During genetic screening for radioulnar synostosis (RUS), we identified FBN2 variants in individuals who also exhibited pectus excavatum (PE). This study aimed to investigate the association between FBN2 variants and non-syndromic paediatric PE.
We phenotyped an Fbn2 knockout mouse model. A cohort of 290 paediatric PE probands and their families was recruited. Comprehensive analyses included karyotyping, copy number variation arrays, exome sequencing (ES), Sanger sequencing validation and systematic clinical re-evaluation using the Callewaert scoring system. Statistical burden analysis was performed against 4961 ethnicity-matched ES controls. Gene expression was assessed via fluorescence in situ hybridisation, and Bone Morphogenetic Protein (BMP) signalling activity was examined through immunohistochemistry in murine sternal tissues.

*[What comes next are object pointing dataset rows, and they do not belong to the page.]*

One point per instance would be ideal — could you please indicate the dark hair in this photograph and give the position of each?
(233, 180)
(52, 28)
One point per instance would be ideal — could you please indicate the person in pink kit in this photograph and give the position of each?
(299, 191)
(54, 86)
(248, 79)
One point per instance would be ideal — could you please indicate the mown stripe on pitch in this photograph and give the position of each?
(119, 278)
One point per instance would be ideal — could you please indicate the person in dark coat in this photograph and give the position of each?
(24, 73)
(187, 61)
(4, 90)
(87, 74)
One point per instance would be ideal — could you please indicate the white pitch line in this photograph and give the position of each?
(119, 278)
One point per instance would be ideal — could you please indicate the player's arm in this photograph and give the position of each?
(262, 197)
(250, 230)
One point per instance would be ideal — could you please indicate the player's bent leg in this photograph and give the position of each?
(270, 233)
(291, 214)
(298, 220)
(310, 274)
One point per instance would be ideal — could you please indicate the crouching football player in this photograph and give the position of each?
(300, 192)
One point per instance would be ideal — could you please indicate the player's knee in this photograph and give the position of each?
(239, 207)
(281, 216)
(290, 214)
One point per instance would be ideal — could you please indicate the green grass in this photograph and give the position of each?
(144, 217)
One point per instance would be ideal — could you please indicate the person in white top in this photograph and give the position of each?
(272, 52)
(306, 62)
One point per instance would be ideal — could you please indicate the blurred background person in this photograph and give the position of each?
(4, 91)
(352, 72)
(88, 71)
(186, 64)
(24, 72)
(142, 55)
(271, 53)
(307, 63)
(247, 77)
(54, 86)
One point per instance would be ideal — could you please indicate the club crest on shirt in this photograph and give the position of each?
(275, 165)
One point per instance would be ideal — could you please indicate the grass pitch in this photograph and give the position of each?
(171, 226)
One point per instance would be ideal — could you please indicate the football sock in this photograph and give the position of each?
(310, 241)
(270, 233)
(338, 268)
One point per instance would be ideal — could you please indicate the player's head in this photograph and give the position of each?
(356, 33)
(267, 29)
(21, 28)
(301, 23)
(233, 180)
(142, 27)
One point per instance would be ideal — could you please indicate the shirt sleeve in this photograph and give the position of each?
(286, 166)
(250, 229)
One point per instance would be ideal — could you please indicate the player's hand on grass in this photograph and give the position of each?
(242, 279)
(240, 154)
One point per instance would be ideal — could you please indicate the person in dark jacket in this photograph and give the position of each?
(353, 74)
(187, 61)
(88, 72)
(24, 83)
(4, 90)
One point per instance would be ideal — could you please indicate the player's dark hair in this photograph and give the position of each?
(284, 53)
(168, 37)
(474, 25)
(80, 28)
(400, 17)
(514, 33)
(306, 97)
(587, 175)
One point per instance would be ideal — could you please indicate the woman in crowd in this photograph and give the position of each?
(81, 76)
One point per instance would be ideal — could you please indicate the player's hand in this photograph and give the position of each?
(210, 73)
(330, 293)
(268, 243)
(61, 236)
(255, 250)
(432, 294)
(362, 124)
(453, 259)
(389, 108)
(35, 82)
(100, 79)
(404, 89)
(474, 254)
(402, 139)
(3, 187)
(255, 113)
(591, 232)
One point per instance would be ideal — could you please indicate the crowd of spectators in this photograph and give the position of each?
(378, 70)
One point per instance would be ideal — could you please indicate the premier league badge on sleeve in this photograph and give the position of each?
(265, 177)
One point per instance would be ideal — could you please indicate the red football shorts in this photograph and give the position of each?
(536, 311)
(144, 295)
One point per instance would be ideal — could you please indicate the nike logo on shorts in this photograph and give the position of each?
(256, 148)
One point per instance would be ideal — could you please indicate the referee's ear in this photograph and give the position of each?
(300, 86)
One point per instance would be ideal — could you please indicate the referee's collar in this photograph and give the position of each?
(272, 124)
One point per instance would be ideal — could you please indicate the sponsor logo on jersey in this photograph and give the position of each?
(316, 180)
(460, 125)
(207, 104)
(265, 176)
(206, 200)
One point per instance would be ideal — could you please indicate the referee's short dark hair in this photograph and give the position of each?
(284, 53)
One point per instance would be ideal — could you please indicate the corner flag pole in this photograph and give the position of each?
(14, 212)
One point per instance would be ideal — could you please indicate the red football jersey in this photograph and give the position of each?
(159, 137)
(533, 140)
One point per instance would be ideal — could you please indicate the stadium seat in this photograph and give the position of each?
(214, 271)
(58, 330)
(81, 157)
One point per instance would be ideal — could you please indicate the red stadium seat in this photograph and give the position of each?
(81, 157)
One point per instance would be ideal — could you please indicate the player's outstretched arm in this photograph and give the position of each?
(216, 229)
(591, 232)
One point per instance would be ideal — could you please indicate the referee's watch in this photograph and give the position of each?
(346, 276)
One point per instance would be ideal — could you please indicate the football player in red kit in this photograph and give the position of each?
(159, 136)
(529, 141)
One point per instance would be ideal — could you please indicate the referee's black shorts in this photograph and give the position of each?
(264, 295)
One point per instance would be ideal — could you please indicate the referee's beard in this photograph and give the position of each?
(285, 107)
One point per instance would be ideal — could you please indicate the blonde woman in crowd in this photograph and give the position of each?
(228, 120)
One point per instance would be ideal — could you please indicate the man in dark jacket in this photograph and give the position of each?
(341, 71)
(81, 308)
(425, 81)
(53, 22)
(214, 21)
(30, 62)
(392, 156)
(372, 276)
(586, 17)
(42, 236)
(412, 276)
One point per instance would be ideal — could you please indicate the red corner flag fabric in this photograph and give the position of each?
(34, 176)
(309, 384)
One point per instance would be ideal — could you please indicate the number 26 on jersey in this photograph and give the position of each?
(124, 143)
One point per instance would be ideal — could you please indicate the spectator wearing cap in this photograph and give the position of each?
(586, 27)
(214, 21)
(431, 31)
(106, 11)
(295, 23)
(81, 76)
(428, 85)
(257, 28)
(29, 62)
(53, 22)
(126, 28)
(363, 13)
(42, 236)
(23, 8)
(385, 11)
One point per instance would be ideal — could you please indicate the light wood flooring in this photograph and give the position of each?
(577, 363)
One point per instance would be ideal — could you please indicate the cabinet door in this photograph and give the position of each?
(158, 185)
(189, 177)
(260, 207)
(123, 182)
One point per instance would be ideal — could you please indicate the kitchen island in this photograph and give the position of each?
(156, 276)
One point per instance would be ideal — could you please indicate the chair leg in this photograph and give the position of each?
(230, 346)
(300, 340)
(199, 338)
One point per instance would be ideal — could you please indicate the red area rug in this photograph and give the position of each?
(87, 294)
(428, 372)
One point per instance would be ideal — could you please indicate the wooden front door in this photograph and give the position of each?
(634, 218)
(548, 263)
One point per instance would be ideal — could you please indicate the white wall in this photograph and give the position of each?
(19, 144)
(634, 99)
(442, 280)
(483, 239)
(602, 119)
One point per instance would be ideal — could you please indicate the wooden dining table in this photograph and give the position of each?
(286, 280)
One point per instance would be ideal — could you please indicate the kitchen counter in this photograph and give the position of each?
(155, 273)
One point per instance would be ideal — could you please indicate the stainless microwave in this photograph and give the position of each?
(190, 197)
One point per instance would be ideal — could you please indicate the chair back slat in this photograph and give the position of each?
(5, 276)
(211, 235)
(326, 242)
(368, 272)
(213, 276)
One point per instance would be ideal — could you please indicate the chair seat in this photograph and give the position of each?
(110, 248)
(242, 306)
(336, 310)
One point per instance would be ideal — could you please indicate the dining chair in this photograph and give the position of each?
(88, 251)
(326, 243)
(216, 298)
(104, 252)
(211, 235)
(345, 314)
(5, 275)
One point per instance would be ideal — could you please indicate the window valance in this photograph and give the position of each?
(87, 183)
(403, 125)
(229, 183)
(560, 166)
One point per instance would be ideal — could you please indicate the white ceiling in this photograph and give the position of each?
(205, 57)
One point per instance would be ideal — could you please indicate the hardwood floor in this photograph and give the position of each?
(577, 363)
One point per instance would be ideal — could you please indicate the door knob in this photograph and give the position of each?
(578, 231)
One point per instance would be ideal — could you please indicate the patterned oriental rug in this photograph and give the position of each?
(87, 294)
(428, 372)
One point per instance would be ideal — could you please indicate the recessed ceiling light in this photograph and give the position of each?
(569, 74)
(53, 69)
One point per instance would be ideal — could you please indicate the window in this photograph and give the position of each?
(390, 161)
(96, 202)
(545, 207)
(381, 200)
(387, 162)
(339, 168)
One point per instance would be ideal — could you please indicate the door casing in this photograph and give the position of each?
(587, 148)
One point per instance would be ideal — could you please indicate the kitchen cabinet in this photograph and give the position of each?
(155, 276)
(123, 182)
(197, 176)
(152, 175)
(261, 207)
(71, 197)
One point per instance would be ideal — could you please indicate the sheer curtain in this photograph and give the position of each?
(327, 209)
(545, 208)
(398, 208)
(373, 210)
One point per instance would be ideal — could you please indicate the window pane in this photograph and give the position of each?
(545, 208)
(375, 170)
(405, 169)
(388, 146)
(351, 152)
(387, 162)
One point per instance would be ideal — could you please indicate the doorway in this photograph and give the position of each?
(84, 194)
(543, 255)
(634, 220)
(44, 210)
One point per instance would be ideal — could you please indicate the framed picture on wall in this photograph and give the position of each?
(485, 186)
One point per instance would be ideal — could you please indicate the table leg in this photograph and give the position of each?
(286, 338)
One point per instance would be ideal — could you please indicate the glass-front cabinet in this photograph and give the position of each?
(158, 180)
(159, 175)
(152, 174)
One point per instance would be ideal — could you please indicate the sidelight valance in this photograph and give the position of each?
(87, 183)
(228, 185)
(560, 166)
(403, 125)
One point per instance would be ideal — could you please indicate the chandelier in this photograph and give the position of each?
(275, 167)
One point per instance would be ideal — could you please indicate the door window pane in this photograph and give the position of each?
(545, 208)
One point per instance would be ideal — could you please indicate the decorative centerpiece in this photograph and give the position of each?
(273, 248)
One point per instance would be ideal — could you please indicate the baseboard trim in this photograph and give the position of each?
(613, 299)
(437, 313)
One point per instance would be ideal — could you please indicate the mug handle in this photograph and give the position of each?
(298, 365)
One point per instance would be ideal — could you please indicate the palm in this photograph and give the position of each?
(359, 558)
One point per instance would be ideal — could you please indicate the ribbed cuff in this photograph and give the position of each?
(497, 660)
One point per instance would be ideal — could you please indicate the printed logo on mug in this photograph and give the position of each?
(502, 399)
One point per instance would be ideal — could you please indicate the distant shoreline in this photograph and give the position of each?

Fbn2-deficient mice exhibited sternal abnormalities and a PE-like phenotype, without evidence of rib overgrowth. In the human cohort, ES identified 15 rare damaging FBN2 variants, including three de novo and three familial cases, distributed across the entire gene. Burden analysis confirmed a significant association between FBN2 variants and PE (OR=5.276, 95% CI 2.918 to 9.541, p<0.001). Clinical re-evaluation revealed only mild connective tissue features in carriers, with RUS observed in just one individual. Genotype-phenotype analysis showed minimal overlap between PE and RUS phenotypes, highlighting broad variability. Mechanistically, reduced BMP-SMAD1/5/8 signalling was observed in the sternal ossification centres of Fbn2-mutant mice.
Our findings establish FBN2 as a significant genetic contributor to isolated PE and underscore the broad phenotypic spectrum and high clinical variability of FBN2-related disorders.